Ubuntu and Debian-based Systems (apt)
Add the Enpass repository to your apt sources:
$ echo "deb https://apt.enpass.io/ stable main" | sudo tee /etc/apt/sources.list.d/enpass.list
Import the signing key:
$ wget -O - https://apt.enpass.io/keys/enpass-linux.key | sudo tee /etc/apt/trusted.gpg.d/enpass.asc
Install Enpass:
$ sudo apt-get update
$ sudo apt-get install enpass
RPM-based Systems (yum — CentOS, Fedora, RHEL)
Add the Enpass yum repository:
$ cd /etc/yum.repos.d/
$ sudo wget https://yum.enpass.io/enpass-yum.repo
Install Enpass:
$ sudo yum install enpass
openSUSE
Download and import the Enpass signing key:
# wget https://yum.enpass.io/RPM-GPG-KEY-enpass-signing-key
# rpm --import RPM-GPG-KEY-enpass-signing-key
Add the repository and install:
# zypper ar -f -c https://yum.enpass.io/stable/x86_64/ Enpass
# zypper update
# zypper install enpass
Deploying via UEM/MDM
While app configuration keys are not supported on Linux, the Enpass package can be deployed to managed Linux endpoints using your endpoint management tooling.
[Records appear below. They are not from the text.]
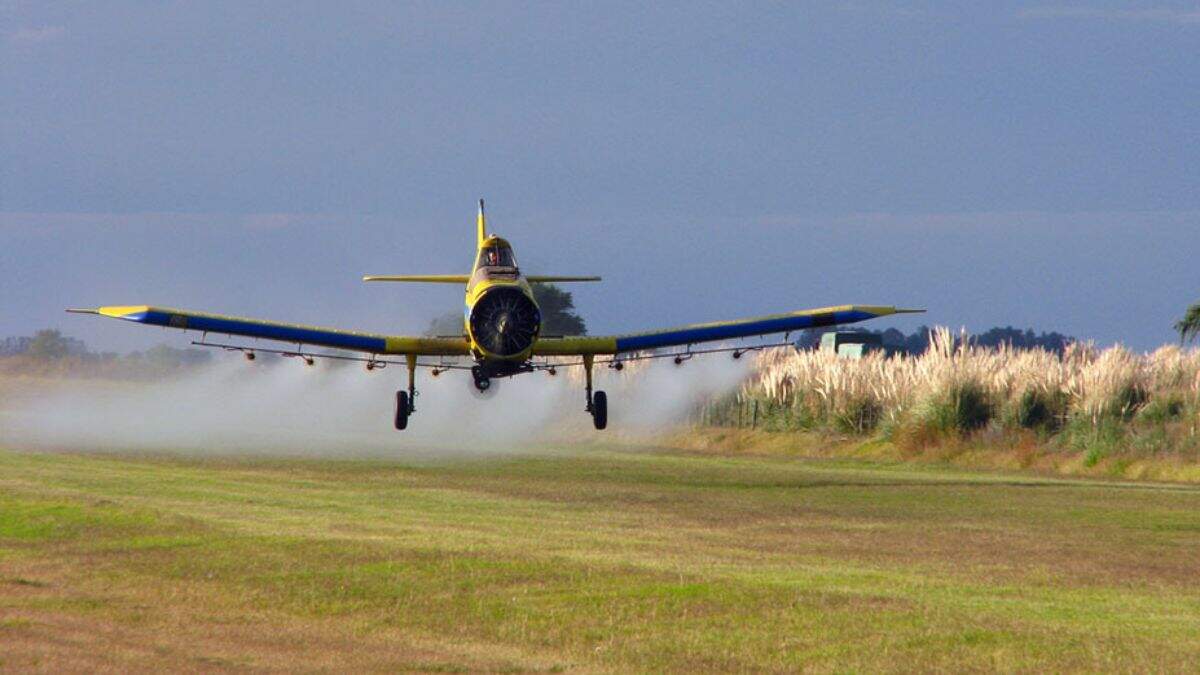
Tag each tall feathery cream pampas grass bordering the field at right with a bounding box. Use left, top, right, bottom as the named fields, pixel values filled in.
left=707, top=328, right=1200, bottom=448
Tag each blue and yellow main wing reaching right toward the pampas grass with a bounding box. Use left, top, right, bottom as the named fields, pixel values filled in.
left=533, top=305, right=925, bottom=356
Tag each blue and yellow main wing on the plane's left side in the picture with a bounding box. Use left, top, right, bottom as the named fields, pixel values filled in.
left=67, top=305, right=470, bottom=357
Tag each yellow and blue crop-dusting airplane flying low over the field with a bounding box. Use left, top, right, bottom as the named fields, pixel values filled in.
left=66, top=199, right=924, bottom=430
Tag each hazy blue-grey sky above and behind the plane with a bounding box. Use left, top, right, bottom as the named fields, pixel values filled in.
left=0, top=0, right=1200, bottom=351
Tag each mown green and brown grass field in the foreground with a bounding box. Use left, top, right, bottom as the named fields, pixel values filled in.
left=0, top=448, right=1200, bottom=671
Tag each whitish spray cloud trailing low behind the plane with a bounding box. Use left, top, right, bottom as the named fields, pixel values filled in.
left=0, top=354, right=750, bottom=456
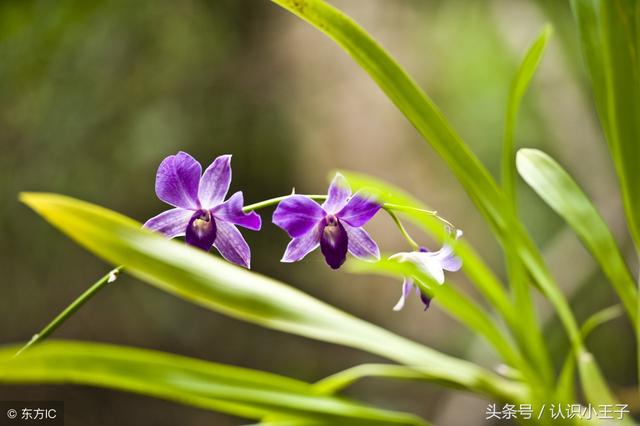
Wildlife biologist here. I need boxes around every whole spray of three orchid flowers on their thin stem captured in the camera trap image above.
[144,151,462,310]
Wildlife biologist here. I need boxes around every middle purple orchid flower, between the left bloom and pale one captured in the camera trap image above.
[273,173,381,269]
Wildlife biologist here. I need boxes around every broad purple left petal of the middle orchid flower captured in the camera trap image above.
[273,195,325,238]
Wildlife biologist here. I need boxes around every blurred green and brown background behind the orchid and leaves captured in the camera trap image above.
[0,0,638,425]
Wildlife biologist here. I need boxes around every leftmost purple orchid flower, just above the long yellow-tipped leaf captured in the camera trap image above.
[144,151,261,268]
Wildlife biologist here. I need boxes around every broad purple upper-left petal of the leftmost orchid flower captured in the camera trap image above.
[156,151,202,210]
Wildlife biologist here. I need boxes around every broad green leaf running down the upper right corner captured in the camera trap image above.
[571,0,640,250]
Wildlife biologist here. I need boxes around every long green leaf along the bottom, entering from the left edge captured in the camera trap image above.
[0,341,424,425]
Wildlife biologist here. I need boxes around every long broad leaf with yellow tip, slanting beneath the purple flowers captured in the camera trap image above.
[21,193,523,399]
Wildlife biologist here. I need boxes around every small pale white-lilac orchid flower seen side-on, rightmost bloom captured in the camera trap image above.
[389,229,462,311]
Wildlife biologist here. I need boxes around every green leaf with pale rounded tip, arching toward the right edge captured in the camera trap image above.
[517,149,638,326]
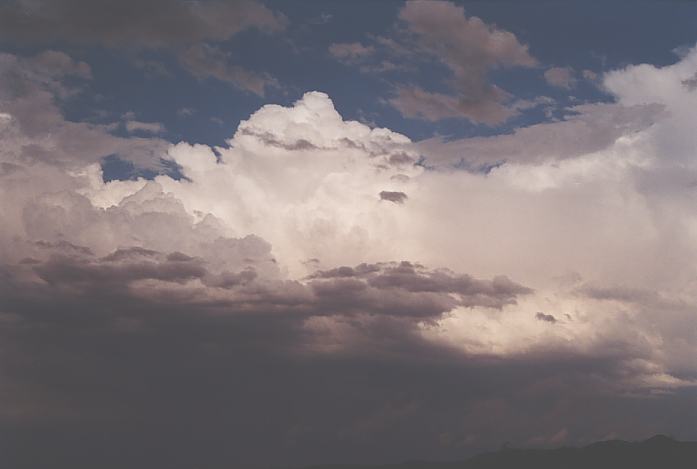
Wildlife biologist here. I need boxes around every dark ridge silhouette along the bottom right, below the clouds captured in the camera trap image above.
[304,435,697,469]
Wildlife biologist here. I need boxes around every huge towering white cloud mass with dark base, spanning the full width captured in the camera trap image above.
[0,46,697,468]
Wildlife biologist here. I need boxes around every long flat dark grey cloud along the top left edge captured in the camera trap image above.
[0,0,286,49]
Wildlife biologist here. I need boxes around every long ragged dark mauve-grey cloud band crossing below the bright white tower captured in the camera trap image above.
[12,249,532,327]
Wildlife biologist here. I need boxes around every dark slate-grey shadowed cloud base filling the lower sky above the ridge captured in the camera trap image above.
[0,249,697,469]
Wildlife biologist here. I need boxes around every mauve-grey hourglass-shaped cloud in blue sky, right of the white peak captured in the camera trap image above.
[390,1,537,125]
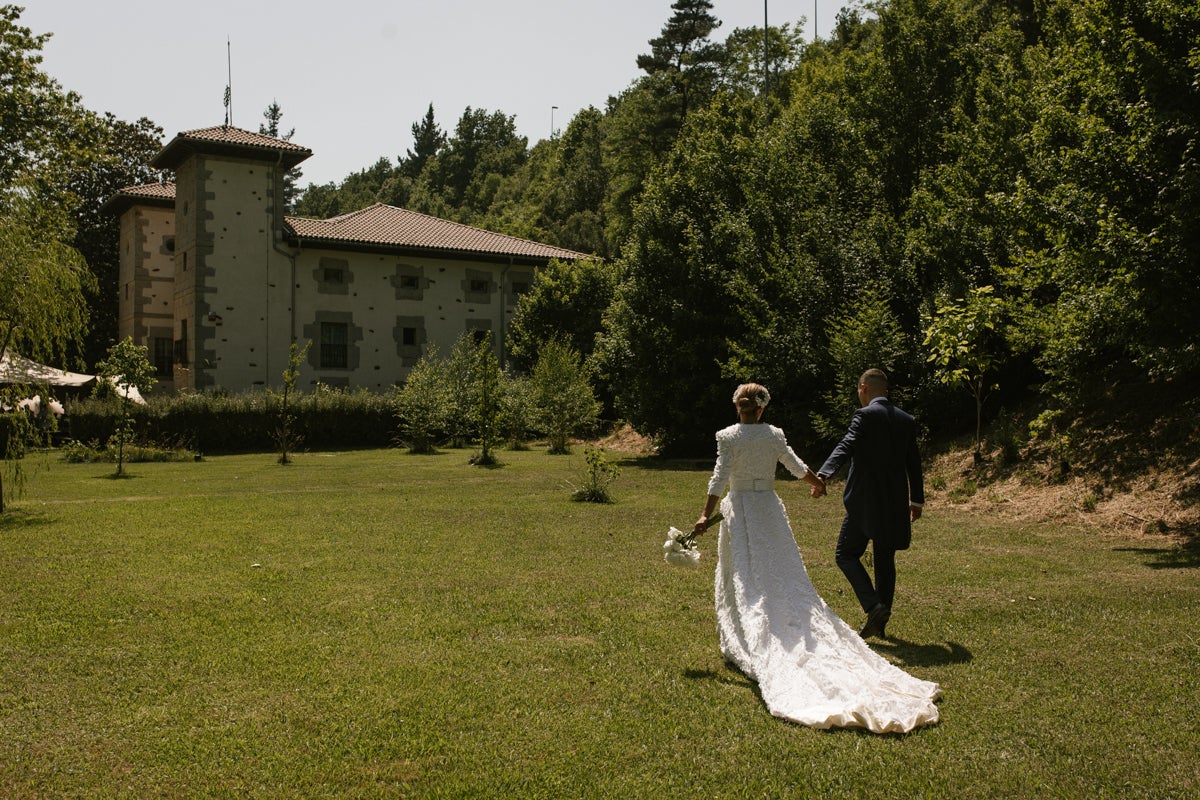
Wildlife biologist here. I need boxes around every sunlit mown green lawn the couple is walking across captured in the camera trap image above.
[0,450,1200,798]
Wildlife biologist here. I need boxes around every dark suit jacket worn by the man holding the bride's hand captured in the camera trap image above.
[817,397,925,551]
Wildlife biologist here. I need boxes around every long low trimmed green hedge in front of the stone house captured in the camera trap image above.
[61,390,396,453]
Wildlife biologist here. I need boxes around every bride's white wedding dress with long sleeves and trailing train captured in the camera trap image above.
[708,423,941,733]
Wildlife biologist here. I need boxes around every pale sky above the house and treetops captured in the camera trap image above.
[16,0,851,186]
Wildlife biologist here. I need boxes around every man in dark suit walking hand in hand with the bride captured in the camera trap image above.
[812,369,925,639]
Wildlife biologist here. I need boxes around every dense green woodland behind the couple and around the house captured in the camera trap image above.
[0,0,1200,465]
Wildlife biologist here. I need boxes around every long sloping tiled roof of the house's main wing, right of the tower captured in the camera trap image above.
[284,203,590,260]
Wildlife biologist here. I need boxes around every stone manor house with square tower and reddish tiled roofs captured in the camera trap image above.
[106,126,588,392]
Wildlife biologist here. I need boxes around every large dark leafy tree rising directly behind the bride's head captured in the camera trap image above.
[596,96,796,452]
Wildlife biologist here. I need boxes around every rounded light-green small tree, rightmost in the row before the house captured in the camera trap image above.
[530,339,600,455]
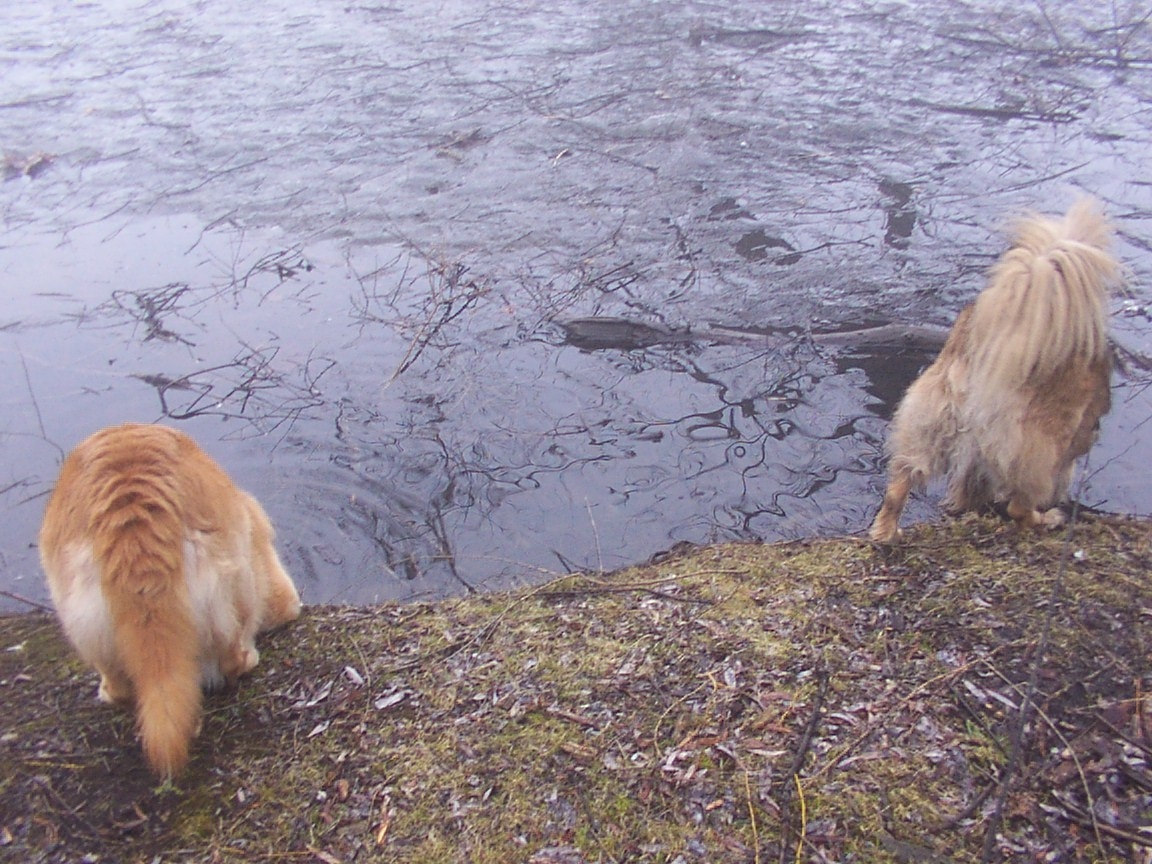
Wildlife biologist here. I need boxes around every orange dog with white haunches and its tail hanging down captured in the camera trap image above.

The installation commands from the sections above can be wrapped in scripts and pushed via tools such as Ansible, Chef, Puppet, or the Microsoft Intune Linux agent.
The general approach is to script the repository addition and package installation steps for your target distribution and execute them as part of your standard provisioning workflow.